Il tonfo casalingo contro gli uomini di Inzaghi, infatti, ha confermato l’atavica incapacità della proprietà granata nel gestire oculatamente la programmazione calcistica stagionale. Nei giorni scorsi ci siamo abbondantemente soffermati sul mercato, che doveva assolutamente essere completato attraverso una necessaria operazione di rifinitura. Per regalare un’ulteriore spinta all’inizio interessante della squadra, maggiore entusiasmo ad una tifoseria predisposta positivamente e, soprattutto, argomenti concreti per ridurre il gap dalle squadre di testa e consentire a Ventura di lavorare serenamente sul suo propositivo progetto calcistico.
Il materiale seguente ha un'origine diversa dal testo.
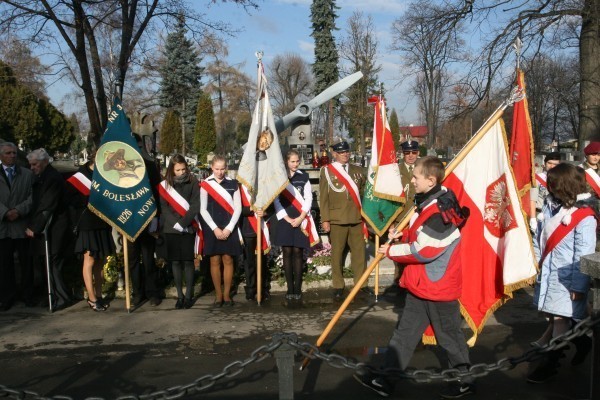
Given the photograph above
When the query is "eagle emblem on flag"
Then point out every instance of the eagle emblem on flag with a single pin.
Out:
(499, 215)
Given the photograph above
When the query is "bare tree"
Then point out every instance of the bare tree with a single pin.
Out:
(233, 93)
(550, 25)
(73, 27)
(427, 53)
(289, 82)
(358, 52)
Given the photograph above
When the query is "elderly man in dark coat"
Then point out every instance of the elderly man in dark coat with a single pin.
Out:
(49, 201)
(15, 205)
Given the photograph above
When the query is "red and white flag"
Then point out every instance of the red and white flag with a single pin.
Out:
(497, 254)
(521, 147)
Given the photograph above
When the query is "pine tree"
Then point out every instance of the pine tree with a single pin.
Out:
(325, 68)
(170, 133)
(181, 74)
(205, 133)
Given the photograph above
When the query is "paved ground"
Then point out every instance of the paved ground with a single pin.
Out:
(79, 353)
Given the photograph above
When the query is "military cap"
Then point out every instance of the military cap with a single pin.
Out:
(410, 145)
(592, 148)
(342, 145)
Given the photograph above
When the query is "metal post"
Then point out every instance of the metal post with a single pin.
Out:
(590, 265)
(285, 364)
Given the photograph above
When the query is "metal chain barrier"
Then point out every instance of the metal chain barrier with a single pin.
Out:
(335, 360)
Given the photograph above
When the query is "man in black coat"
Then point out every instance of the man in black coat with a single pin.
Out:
(15, 204)
(49, 201)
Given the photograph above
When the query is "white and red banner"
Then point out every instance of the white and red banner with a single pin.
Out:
(181, 207)
(497, 254)
(521, 147)
(308, 224)
(81, 183)
(592, 178)
(384, 194)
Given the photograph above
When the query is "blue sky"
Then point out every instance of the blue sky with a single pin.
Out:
(283, 26)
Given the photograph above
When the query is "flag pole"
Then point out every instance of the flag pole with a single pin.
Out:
(126, 267)
(259, 260)
(514, 96)
(376, 269)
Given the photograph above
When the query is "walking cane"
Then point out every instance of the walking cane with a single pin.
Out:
(47, 249)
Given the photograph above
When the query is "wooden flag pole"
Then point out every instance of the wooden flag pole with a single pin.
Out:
(259, 260)
(451, 166)
(126, 267)
(376, 269)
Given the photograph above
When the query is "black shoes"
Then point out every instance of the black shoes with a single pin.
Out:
(155, 301)
(456, 390)
(188, 303)
(583, 345)
(338, 294)
(542, 373)
(377, 384)
(179, 304)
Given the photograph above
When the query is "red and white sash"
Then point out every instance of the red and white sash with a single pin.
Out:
(308, 224)
(559, 230)
(592, 178)
(81, 183)
(340, 173)
(181, 207)
(253, 219)
(346, 180)
(221, 196)
(541, 179)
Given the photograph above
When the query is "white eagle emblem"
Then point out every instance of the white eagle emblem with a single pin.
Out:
(498, 212)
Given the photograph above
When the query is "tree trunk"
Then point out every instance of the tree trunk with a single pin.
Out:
(330, 121)
(589, 53)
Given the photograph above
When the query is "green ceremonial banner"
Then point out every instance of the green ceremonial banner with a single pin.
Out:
(120, 193)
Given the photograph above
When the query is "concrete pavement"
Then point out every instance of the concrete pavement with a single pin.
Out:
(79, 353)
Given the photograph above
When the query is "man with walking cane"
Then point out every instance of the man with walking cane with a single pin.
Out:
(49, 216)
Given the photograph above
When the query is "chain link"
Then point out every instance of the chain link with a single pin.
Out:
(337, 361)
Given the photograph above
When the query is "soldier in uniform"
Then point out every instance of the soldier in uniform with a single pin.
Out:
(410, 153)
(341, 185)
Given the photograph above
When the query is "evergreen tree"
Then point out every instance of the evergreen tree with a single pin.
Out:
(205, 133)
(170, 133)
(325, 68)
(32, 120)
(181, 74)
(395, 127)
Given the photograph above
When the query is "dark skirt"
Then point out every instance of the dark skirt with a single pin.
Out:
(214, 246)
(179, 247)
(98, 242)
(290, 236)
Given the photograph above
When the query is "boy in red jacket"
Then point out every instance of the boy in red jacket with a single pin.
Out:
(430, 250)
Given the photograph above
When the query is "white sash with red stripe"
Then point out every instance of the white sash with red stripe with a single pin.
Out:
(221, 196)
(592, 178)
(253, 219)
(541, 179)
(181, 207)
(337, 169)
(81, 183)
(308, 224)
(342, 176)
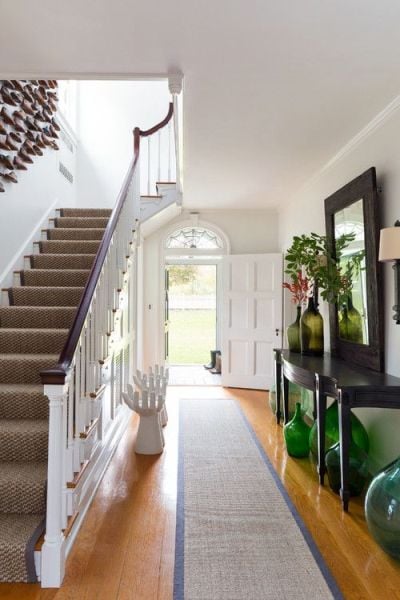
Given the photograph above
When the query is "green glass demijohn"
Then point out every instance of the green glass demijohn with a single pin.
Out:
(312, 330)
(382, 508)
(358, 472)
(293, 333)
(296, 434)
(358, 431)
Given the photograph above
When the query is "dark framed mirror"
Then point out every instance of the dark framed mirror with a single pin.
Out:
(356, 328)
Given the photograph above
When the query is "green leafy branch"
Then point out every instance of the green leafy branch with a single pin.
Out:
(333, 275)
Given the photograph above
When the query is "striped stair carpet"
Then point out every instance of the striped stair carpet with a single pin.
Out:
(33, 330)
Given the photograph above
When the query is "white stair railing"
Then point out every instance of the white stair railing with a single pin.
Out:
(87, 415)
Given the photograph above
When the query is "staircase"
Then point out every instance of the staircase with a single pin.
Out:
(33, 329)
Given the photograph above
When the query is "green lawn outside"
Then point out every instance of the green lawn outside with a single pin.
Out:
(191, 336)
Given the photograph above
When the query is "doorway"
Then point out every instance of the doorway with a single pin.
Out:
(191, 322)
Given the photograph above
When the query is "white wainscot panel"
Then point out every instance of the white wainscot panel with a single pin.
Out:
(239, 313)
(264, 275)
(239, 276)
(263, 363)
(238, 357)
(264, 315)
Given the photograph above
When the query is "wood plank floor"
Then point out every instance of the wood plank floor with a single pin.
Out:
(125, 549)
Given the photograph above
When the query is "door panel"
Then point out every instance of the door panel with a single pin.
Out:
(252, 319)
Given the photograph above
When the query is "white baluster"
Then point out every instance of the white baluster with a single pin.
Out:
(148, 165)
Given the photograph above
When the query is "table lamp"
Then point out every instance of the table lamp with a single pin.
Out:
(389, 250)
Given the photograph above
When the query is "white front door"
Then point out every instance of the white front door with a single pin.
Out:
(251, 319)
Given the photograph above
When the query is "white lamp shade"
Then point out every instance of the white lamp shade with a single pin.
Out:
(389, 245)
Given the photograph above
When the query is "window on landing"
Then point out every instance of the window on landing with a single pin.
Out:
(194, 237)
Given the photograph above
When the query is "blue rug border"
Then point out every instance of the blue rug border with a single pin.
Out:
(179, 569)
(319, 559)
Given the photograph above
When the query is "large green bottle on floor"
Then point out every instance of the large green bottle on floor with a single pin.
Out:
(358, 471)
(358, 432)
(296, 434)
(382, 508)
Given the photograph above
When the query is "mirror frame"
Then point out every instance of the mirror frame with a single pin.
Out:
(369, 355)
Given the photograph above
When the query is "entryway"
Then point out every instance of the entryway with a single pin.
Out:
(191, 323)
(193, 253)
Invece è stato sufficiente registrare l’assenza di un calciatore fondamentale dell’undici base, Akpro, e fronteggiare una squadra carismatica e di assoluto spessore tecnico come il Benevento, per risultare ridimensionati ed essere posti al cospetto di un’amara verità che sfocia in un dubbio volutamente retorico. Lotito e Mezzaroma sanno fare calcio oppure, come è legittimo sospettare, hanno semplicemente intenzione di produrre un modello pallonaro che accontenti solo in misura parziale gli appetiti e le crescenti euforie della piazza?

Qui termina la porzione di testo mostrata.